Identification of functionally segregated sarcoplasmic reticulum calcium stores in pulmonary arterial smooth muscle
Clark, Jill H × Kinnear, Nicholas P Kalujnaia, Svetlana Cramb, Gordon Fleischer, Sidney Jeyakumar, Loice H Wuytack, Frank Evans, A Mark #
American Society for Biochemistry and Molecular Biology
Journal of Biological Chemistry vol:285 issue:18 pages:13542-13549
In pulmonary arterial smooth muscle, Ca(2+) release from the sarcoplasmic reticulum (SR) via ryanodine receptors (RyRs) may induce constriction and dilation in a manner that is not mutually exclusive.

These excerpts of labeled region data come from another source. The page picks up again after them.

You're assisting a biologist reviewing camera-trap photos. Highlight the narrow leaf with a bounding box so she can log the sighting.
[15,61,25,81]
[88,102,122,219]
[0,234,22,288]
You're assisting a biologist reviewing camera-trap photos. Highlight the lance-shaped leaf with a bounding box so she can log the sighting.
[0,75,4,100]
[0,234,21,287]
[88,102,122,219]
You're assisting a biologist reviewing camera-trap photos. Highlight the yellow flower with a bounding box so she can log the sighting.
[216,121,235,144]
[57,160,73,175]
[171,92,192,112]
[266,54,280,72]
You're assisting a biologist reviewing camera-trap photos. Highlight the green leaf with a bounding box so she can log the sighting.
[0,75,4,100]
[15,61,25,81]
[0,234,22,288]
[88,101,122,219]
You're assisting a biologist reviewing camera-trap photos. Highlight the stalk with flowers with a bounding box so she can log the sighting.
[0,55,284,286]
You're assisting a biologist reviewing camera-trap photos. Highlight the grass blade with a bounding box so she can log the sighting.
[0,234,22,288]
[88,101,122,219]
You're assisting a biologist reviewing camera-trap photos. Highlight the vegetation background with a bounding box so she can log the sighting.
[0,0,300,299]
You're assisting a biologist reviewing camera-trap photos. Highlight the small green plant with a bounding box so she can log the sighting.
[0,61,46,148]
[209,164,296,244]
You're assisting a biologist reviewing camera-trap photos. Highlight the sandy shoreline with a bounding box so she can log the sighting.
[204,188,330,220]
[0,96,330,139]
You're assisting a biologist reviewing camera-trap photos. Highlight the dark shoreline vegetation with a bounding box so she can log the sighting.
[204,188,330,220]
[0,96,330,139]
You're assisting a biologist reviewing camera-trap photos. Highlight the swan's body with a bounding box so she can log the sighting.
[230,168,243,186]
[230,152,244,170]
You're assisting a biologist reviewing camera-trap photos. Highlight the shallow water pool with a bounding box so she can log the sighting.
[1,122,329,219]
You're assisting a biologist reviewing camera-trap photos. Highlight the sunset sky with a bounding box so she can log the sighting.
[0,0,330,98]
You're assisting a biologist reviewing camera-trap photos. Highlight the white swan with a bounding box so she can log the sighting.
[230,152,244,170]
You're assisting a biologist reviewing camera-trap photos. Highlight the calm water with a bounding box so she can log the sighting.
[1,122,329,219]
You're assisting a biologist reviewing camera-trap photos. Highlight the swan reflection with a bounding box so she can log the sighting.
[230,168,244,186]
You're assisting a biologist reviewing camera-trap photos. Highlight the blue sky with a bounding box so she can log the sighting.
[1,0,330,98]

We show here that the targeting of different sarcoplasmic/endoplasmic reticulum Ca(2+)-ATPases (SERCA) and RyR subtypes to discrete SR regions explains this paradox. Western blots identified protein bands for SERCA2a and SERCA2b, whereas immunofluorescence labeling of isolated pulmonary arterial smooth muscle cells revealed striking differences in the spatial distribution of SERCA2a and SERCA2b and RyR1, RyR2, and RyR3, respectively. Almost all SERCA2a and RyR3 labeling was restricted to a region within 1.5 microm of the nucleus. In marked contrast, SERCA2b labeling was primarily found within 1.5 microm of the plasma membrane, where labeling for RyR1 was maximal. The majority of labeling for RyR2 lay in between these two regions of the cell. Application of the vasoconstrictor endothelin-1 induced global Ca(2+) waves in pulmonary arterial smooth muscle cells, which were markedly attenuated upon depletion of SR Ca(2+) stores by preincubation of cells with the SERCA inhibitor thapsigargin but remained unaffected after preincubation of cells with a second SERCA antagonist, cyclopiazonic acid. We conclude that functionally segregated SR Ca(2+) stores exist within pulmonary arterial smooth muscle cells. One sits proximal to the plasma membrane, receives Ca(2+) via SERCA2b, and likely releases Ca(2+) via RyR1 to mediate vasodilation. The other is located centrally, receives Ca(2+) via SERCA2a, and likely releases Ca(2+) via RyR3 and RyR2 to initiate vasoconstriction.